Tarnów od kilku lat miał w planach budowę spalarni śmieci, w której utylizowane byłyby odpady z okolicznych powiatów. Urząd marszałkowski wykreślił jednak inwestycję z Planu Gospodarki Odpadami w Małopolsce co zablokowało dotacje na inwestycję. Teraz pojawiła się nowa szansa.
Wszystko dzięki zawiązanemu w Tarnowie Klastrowi Energii. Należy do niego tarnowski magistrat, Miejskie Przedsiębiorstwo Energetyki Cieplnej, Miejskie Przedsiębiorstwo Gospodarki Komunalnej, Przedsiębiorstwo Usług Komunalnych oraz Politechnika Krakowska.
- W Tarnowie mamy paliwo, które znajduje się w odpadach komunalnych. Dzięki spalarni możemy je przetworzyć na ciepło, które może zaspokoić zapotrzebowania miasta w trzydziestu procentach - mówi Krzysztof Rodak, prezes MPEC Tarnów. Dodaje, że dzięki temu miasto zaoszczędzi 5 milionów złotych, które rocznie wydaje na zakup węgla. Drugie tyle miasto musi płacić za utylizację odpadów poza Tarnowem.
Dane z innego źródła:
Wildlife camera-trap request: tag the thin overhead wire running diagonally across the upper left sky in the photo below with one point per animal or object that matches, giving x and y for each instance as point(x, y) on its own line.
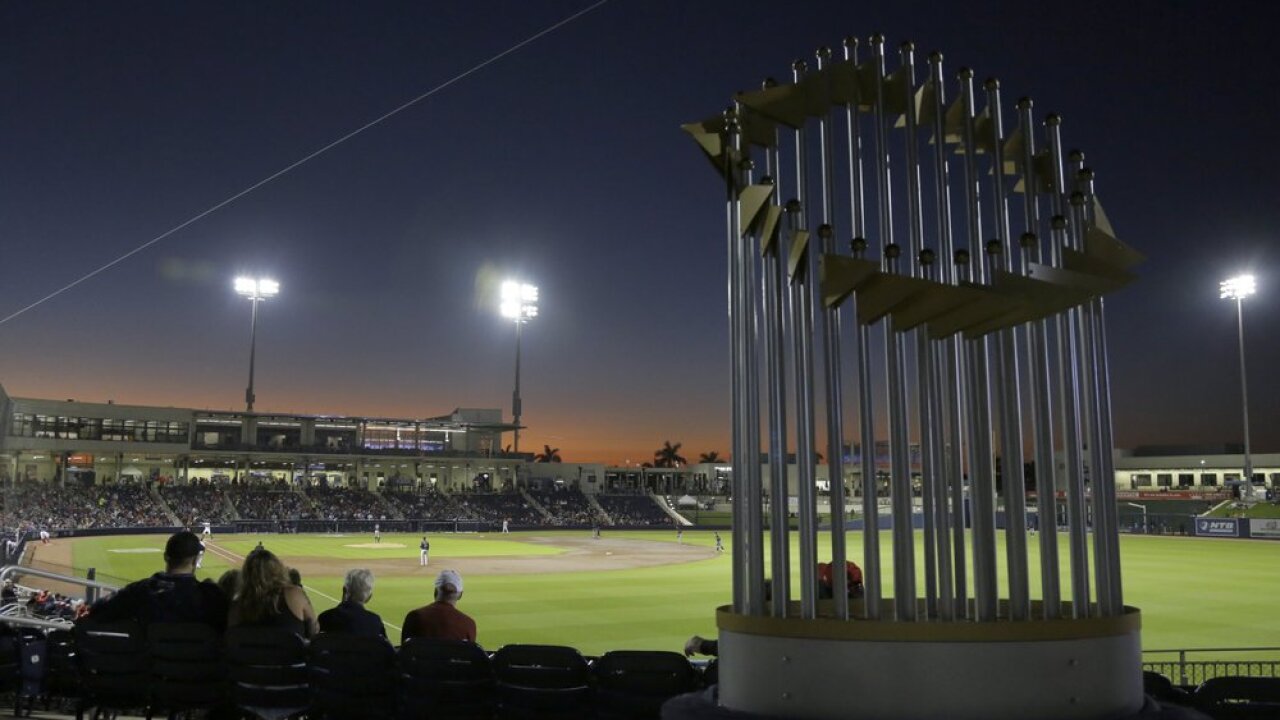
point(296, 165)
Obiekt będzie mógł spalić ok 40 tys. ton odpadów rocznie. Budowa takiej instalacji może pochłonąć nawet 100 mln zł. Ma powstać przy elektrociepłowni na Piaskówce. Miasto będzie starało się o dofinansowanie na ten cel z funduszy europejskich. Według założeń inwestycja może być gotowa w 2020 roku.